In this review, the criteria for ascribing a molecule as a metastasis suppressor have been strictly applied – significant inhibition of metastasis in at least one experimental model without >50% inhibition of primary tumor growth. As more data are collected, some of the molecules mentioned will reveal other functions.

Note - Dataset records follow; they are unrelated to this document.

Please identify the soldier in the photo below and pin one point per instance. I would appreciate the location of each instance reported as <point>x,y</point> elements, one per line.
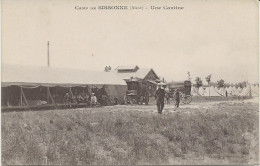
<point>93,100</point>
<point>177,98</point>
<point>159,97</point>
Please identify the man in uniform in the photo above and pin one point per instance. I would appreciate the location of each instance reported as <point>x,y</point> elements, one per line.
<point>177,98</point>
<point>159,97</point>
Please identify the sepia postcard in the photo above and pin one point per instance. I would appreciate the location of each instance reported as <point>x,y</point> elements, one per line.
<point>138,82</point>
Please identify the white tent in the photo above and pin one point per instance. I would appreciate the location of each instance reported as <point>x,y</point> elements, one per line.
<point>194,91</point>
<point>246,91</point>
<point>211,91</point>
<point>201,91</point>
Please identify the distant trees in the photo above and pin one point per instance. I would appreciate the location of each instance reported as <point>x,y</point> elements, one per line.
<point>198,82</point>
<point>221,83</point>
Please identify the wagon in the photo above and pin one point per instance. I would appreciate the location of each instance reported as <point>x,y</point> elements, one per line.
<point>184,89</point>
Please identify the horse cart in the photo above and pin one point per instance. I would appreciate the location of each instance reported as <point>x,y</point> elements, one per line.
<point>184,89</point>
<point>137,92</point>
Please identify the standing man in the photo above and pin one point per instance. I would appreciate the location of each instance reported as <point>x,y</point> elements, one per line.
<point>159,97</point>
<point>177,98</point>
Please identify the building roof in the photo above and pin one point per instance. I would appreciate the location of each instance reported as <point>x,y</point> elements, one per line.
<point>49,76</point>
<point>140,73</point>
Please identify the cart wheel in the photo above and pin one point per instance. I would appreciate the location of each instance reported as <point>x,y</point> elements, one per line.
<point>187,99</point>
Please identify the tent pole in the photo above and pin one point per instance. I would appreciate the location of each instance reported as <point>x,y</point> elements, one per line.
<point>48,94</point>
<point>51,98</point>
<point>26,102</point>
<point>21,96</point>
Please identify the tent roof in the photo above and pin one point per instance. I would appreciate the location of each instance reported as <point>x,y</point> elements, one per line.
<point>126,67</point>
<point>25,75</point>
<point>140,73</point>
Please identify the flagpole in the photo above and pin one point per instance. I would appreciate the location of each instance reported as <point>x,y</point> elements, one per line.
<point>48,53</point>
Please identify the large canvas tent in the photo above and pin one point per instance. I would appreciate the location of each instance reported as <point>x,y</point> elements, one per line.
<point>18,78</point>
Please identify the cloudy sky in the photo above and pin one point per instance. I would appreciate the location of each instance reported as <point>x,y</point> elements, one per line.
<point>207,37</point>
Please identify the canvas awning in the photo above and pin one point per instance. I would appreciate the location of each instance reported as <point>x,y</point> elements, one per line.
<point>32,76</point>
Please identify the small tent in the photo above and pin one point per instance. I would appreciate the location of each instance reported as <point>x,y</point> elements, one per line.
<point>40,82</point>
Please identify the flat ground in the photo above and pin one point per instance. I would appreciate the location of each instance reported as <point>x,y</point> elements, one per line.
<point>203,132</point>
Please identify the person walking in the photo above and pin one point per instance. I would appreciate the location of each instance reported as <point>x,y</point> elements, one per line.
<point>159,97</point>
<point>177,98</point>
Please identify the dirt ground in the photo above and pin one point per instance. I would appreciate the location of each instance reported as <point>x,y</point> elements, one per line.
<point>211,132</point>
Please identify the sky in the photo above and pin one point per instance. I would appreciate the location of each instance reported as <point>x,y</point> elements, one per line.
<point>206,37</point>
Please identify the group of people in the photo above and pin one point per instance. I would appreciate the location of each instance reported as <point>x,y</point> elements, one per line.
<point>161,94</point>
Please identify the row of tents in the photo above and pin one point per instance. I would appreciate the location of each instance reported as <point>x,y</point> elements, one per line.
<point>31,86</point>
<point>249,90</point>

While the scope of this review has been to focus on the biological, biochemical and molecular aspects of metastasis suppressors, a brief mention about how metastasis suppressors could be used clinically is warranted. The use of metastasis suppressors has proven useful in some prognostic applications (see above); however, their utility for this purpose is more limited since visualization of gain-of-function or gain-of-expression cellular changes is easier to see [122]. As technologies improve, repair of loss-of-function and loss-of-expression via gene therapy or epigenetic manipulation will become more likely, but has not yet reached its potential. When metastasis suppressors are involved in cell-cell communication (e.g., KISS1), administering the protein could prove useful in a therapeutic context. Despite these limitations, metastasis suppressors still represent prognostic and therapeutic opportunities, but additional data are needed to realize those potentials.